Produced and written by Jennifer Mancini, the largely women-helmed Flee the Light follows two sisters, psychology student Andra (Annie Tuma) and her unstable sister Delfi (Ariana Marquis). Delfi’s mental health is deteriorating rapidly, and despite her best efforts to keep her objectivity and common sense, Andra finds herself increasingly pulled into what she at first mistakes for her sister’s psychotic delusion. Delfi has a strange connection to a wooded area outside of Toronto linked to repeated visions she has, and together the two sisters are led to a strange bar located nearby as the story of the enigmatic, powerful figure of Kata (Jane Siberry) and her role in Delfi’s unravelling come to the fore.

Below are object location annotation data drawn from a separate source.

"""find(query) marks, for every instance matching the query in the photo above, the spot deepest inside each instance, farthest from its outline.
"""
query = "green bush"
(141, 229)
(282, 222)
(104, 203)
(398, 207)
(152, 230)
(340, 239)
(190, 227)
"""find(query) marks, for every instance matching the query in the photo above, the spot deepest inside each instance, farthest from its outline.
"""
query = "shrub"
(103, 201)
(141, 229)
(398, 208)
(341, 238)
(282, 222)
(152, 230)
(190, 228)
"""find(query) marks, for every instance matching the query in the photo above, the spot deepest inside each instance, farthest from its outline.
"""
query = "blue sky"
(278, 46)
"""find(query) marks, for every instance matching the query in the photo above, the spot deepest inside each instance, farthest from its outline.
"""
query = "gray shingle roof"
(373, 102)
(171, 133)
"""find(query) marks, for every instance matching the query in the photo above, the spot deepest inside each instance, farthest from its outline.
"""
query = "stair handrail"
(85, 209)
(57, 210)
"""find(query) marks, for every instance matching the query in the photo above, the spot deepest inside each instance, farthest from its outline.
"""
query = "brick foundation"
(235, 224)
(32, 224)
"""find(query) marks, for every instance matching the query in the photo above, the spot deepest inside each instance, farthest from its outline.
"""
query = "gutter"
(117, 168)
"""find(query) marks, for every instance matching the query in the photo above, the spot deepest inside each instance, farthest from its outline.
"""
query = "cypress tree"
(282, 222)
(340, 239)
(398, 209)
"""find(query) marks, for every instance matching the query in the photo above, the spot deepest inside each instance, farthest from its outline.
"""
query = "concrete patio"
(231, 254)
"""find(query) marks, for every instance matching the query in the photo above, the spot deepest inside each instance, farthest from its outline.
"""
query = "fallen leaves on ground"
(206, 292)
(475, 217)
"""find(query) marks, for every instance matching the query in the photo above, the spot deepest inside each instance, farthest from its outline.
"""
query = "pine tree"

A fun although admittedly somewhat slight slight supernatural young adult feminist adventure tale, Flee the Light has a kind of retro TV charm to it that is only heightened by bands like The Tea Party on the soundtrack and of course the presence of Siberry in particular (a musician best known for her song in the cult 1994 Brandon Lee film The Crow). It’s charming in a way that this film about the relationship between past and present and the role of women in that tug-of-war is so evocative of these 1990s textures, making Flee the Light a warm, snuggly although perhaps not wholly memorable way to spend eighty minutes.